Activists in cities across Europe and Africa held joint “CommemorAction” demonstrations today in solidarity with the family and friends of the 91.
This morning, relatives of the missing livestreamed a demonstration from al-Fasher, North Darfur in Sudan, where many of the 91 originally came from.
In the footage, dozens stand in a circle holding banners and placards bearing the names and photos of the missing.
“We are the families of the missing persons,” one of them reads. “We send this message to the whole world. We ask you to help find the missing from Libya to Europe.”

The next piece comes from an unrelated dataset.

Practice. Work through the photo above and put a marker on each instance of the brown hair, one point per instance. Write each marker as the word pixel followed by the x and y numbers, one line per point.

Socially distanced commemorative and protest actions took place in memory of the 91 today in Palermo, Latina, Marseille, Toulon, Tunis, Strasbourg, Paris, Berlin, Hamburg, Leipzig, Cologne, Frankfurt, Freiburg, Amsterdam, Zurich, Vienna and Brighton.

“In solidarity with the friends and families of all people who went missing or were killed by the violent European border regime, today we gather in several cities to demand answers,” Alarm Phone said today.
“Together with them, we say their names out loud, to remind Europe that each black life matters, that we will not forget, and that we will keep fighting against this racist border regime.
“Today and every day we fight to hold Europe accountable for its racist violence and we fight for freedom of movement for all.”